To assess whether the security is ready for both old and newly emerging threats, BAS is continually updated with the latest findings in the MITRE ATT&CK Framework.

 

The Framework is a major resource and a library of all the latest methods and techniques that hackers have used to breach organizations.

 

Attack-Based Vulnerability Management

ABVM is the latest technology that aids teams to uncover harmful vulnerabilities that are lurking in a company’s systems.

 

This vulnerability prioritizing technology includes simulated and emulated attacks to form a full diagnostics of security.

 

What’s more, it does so within the specific context of your business.

 

Based on the findings, it generates a report that suggests the order in which the weaknesses should be mitigated in the system.

 

The tool determines whether the flaws need patching up based on whether they’re likely to affect your unique attack surface.

 

It has the ability to single out vulnerabilities that have been marked as low risk by the CVSS but also have the potential to cause major breaches in the context of your security.

 

Even more importantly, it determines whether the flaws that you’re already patched up are effectively mitigated or still need your attention and further action.

 

Fixing the flaws in the system is a lot of work for the IT teams.
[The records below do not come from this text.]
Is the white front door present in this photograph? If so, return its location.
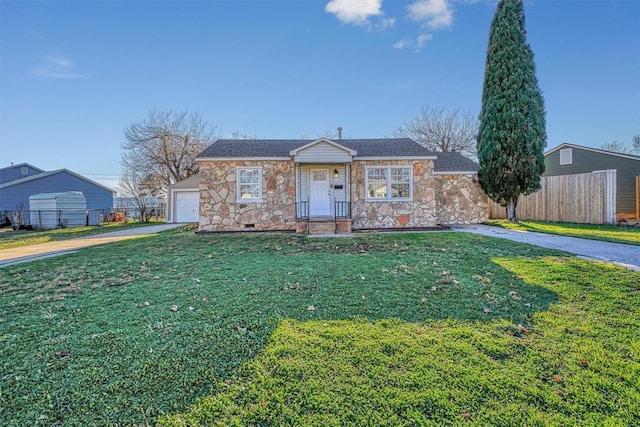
[174,191,200,222]
[309,169,331,216]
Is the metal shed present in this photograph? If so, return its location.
[29,191,87,229]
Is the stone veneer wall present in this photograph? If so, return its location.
[199,160,296,231]
[434,175,489,225]
[351,160,437,229]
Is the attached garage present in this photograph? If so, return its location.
[167,176,200,226]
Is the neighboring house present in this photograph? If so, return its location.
[543,144,640,218]
[194,138,488,233]
[0,163,115,223]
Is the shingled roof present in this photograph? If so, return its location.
[434,151,479,172]
[198,138,478,172]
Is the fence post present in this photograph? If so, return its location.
[636,175,640,219]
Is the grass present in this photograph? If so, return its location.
[0,222,165,250]
[0,230,640,426]
[487,219,640,245]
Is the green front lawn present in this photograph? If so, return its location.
[486,219,640,245]
[0,229,640,426]
[0,221,164,250]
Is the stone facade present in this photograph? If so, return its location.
[199,160,296,231]
[199,160,489,233]
[351,160,437,230]
[434,175,489,225]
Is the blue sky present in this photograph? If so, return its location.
[0,0,640,191]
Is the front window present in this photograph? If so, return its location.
[366,166,413,200]
[236,167,262,202]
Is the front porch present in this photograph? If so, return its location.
[296,201,352,234]
[295,162,351,234]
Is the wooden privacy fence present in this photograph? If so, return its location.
[489,170,616,224]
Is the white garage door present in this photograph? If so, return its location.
[175,191,200,222]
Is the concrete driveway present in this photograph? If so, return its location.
[0,224,185,268]
[453,224,640,271]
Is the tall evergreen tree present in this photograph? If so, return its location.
[478,0,547,221]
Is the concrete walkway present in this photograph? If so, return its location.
[453,224,640,271]
[0,224,184,268]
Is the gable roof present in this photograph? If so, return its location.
[433,151,479,173]
[0,169,116,193]
[0,163,44,173]
[544,142,640,161]
[289,138,358,156]
[169,175,200,190]
[198,138,478,173]
[198,138,435,160]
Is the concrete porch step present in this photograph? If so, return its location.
[308,218,336,234]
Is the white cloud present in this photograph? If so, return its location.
[370,18,396,31]
[325,0,382,25]
[33,56,85,79]
[392,33,433,52]
[392,39,413,49]
[408,0,453,30]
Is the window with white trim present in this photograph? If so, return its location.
[560,148,573,165]
[365,166,413,200]
[236,166,262,202]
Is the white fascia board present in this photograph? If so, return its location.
[289,138,358,156]
[196,157,291,162]
[544,142,640,161]
[433,171,478,175]
[353,156,437,160]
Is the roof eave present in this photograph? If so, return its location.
[544,142,640,161]
[353,156,437,160]
[433,171,478,175]
[289,138,358,157]
[196,156,291,162]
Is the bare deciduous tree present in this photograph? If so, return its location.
[600,140,631,154]
[600,135,640,154]
[121,110,215,194]
[120,170,156,222]
[393,106,478,157]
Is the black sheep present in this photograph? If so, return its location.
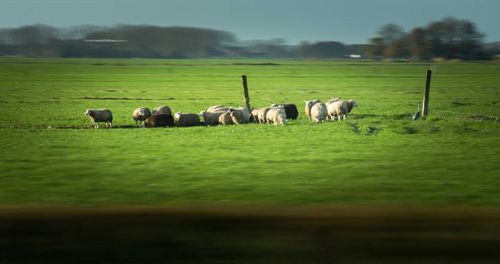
[271,104,299,120]
[144,114,175,127]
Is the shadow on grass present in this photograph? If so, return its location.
[0,207,500,263]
Correct prioritization of threats is important because they have limited time to remedy critical issues in the system and they have to make decisions in a split second.

 

An accurate way of deciding which vulnerabilities need immediate attention of your team shifts their focus on the real threats that can damage your company’s finances and reputation.

 

Shifting Towards Risk and Context Oriented Solutions

Scanning and Common Vulnerability Scoring Systems fall short in determining high-risk flaws in the right context.

 

They have a difficult time keeping up with the attack surface that is continually changing with every employee login, additional software that makes infrastructure even more complex, and emerging hacking threats.

 

Also, they don’t account for the correct context in the diagnostics. Since every organization is different and what might be a detrimental flaw for one business is a low-level threat for others.

 

This can lead to a lot of frustration and wasted time on patching up weaknesses that aren’t likely to result in a successful cyberattack.

 

Breach and Attack Simulation scans the systems 24/7 to summarize high-risk threats in real-time.

 

The latest technology prioritizes high-risk vulnerabilities. ABVM scans for them in the context of your organization and enables you to prevent attacks by patching up flaws before hackers can discover and exploit them.